This is an excerpt from Train to Tri by USA Triathlon,Linda Cleveland & Kris Swarthout.
One of the keys to your success in training for and completing your first triathlon, besides putting in all the training time, is your support group. Your journey will be much easier if you find people who want to help you complete your first triathlon by offering moral support, providing childcare support, motivating you, being a workout buddy, or just cheering you along the way. These people can include your significant other, friends, family, kids, babysitters, coach, training groups, triathlon clubs, coworkers, online bloggers, and anyone else you enlist to help you successfully complete this journey.
Groups can be beneficial for the newer athlete. They can offer motivation, knowledge, and a fun sense of community. Many types of group training opportunities are available in the sport of triathlon, a direct benefit of being made up of three sports. We will touch on the major types of group training and address what you should look for when scoping them out.
Depending on where you live and pool availability, you may have several options to join a swimming group in your area.
Where to Look
Regardless of your swimming ability, you should consider joining a swimming group. If you belong to the YMCA or another health club that has a lap pool, then that resource is valuable for you because the club may offer coached group swims either in the morning, at lunch, or in the evening. Some colleges and universities offer swimming programs that the public can pay to join.
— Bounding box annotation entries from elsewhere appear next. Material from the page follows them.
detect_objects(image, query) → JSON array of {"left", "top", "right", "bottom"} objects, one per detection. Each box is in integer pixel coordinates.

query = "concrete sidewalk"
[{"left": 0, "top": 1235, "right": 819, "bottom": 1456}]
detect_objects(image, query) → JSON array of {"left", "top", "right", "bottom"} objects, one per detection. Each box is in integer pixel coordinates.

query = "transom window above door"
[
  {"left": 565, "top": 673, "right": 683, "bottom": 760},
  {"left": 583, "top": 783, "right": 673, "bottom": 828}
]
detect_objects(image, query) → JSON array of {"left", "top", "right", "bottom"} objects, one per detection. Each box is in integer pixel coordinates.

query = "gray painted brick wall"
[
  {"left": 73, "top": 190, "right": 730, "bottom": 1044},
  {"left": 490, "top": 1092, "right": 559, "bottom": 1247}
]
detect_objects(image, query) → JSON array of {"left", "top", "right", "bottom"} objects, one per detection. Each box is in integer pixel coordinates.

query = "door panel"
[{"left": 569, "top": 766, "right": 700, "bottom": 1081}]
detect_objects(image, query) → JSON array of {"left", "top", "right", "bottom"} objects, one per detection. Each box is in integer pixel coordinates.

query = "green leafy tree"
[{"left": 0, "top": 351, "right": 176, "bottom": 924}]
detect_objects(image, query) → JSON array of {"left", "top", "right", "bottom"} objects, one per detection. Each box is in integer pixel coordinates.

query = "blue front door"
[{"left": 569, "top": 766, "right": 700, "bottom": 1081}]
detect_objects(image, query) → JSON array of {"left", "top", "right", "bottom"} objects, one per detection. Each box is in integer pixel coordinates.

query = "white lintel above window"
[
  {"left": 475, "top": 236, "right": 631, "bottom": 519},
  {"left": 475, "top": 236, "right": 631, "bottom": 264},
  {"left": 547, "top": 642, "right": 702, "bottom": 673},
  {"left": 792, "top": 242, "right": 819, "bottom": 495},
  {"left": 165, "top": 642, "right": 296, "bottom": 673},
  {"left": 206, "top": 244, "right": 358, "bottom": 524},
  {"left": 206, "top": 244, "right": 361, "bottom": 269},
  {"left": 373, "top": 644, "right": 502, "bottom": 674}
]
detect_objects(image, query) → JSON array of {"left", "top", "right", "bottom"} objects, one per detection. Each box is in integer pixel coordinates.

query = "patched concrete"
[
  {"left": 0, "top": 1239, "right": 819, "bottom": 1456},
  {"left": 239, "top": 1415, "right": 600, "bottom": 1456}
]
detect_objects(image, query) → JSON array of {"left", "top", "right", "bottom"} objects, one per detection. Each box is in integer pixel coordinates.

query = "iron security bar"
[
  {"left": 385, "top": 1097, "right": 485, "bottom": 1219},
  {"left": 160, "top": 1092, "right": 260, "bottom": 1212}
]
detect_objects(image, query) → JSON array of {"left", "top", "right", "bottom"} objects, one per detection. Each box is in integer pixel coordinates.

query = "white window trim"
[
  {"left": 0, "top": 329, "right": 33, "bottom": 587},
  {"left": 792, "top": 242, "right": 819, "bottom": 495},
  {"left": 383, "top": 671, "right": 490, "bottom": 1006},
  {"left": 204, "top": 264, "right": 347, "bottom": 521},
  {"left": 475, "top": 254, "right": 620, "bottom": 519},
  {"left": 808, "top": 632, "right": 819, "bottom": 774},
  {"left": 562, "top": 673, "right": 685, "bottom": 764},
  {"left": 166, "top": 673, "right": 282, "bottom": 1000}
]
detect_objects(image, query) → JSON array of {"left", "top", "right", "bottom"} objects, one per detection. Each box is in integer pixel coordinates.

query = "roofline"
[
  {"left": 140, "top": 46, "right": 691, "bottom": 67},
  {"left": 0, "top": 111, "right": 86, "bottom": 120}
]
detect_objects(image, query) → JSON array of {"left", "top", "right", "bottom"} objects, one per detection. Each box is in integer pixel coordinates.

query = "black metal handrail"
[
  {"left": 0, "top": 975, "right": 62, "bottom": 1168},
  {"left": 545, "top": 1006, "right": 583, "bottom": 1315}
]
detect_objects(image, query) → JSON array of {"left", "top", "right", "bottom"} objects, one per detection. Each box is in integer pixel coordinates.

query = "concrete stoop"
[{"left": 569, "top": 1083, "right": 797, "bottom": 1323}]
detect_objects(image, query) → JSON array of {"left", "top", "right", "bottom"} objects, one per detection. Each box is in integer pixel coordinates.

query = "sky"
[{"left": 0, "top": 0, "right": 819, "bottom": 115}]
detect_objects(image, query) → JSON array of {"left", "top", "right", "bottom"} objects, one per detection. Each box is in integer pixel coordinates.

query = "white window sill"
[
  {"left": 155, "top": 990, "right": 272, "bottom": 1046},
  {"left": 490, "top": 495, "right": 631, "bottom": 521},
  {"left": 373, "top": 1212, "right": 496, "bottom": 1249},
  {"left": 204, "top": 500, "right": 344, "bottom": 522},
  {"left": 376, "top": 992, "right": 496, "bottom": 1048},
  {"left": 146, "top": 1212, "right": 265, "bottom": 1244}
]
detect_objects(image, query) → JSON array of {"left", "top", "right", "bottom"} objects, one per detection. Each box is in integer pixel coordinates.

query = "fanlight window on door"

Depending on your location, you may have the option of joining U.S. Masters Swimming, which provides coached swim workouts (for a membership fee) for its members several days per week. Don’t let the name fool you; masters refers to age, not ability. The workouts usually have a theme for each day; one day may focus on skills, another day on speed, and another day on endurance. The lanes are usually set up so that swimmers of similar skill swim together. Beginners normally swim in the first few lanes, and the more advanced swimmers work in other lanes. The workouts are a good way for new swimmers to learn how to circle swim and begin to understand the etiquette of swimming in a lane. Many masters swim groups offer introductory swim instruction for beginner swimmers. You can check out the offerings available in your area by visiting the USMS website at www.usms.org.
If you are a younger athlete looking for a pool that has a swimming club, team, or group to swim with, the YMCA, community pool, or local colleges may offer swimming programs that you can join.
Or, if you are lucky enough to live near clean, open water, groups likely meet to do open-water swims. These groups are a bit different from masters groups. You will likely not have a structured workout, but a coach or leader may give some instruction in the beginning. Open-water swims with groups are beneficial because they allow you to acclimate to the challenges of nonpool swimming within the safety of a group. Look for local triathlons to organize these groups or single swimming events. You can also search your local parks and recreation websites to see whether any local governmental units are hosting events at beaches in your area. These training groups give you excellent opportunities to find new triathlon training friends and support as you move forward.
Joining a masters swim group can help you meet new training and racing partners.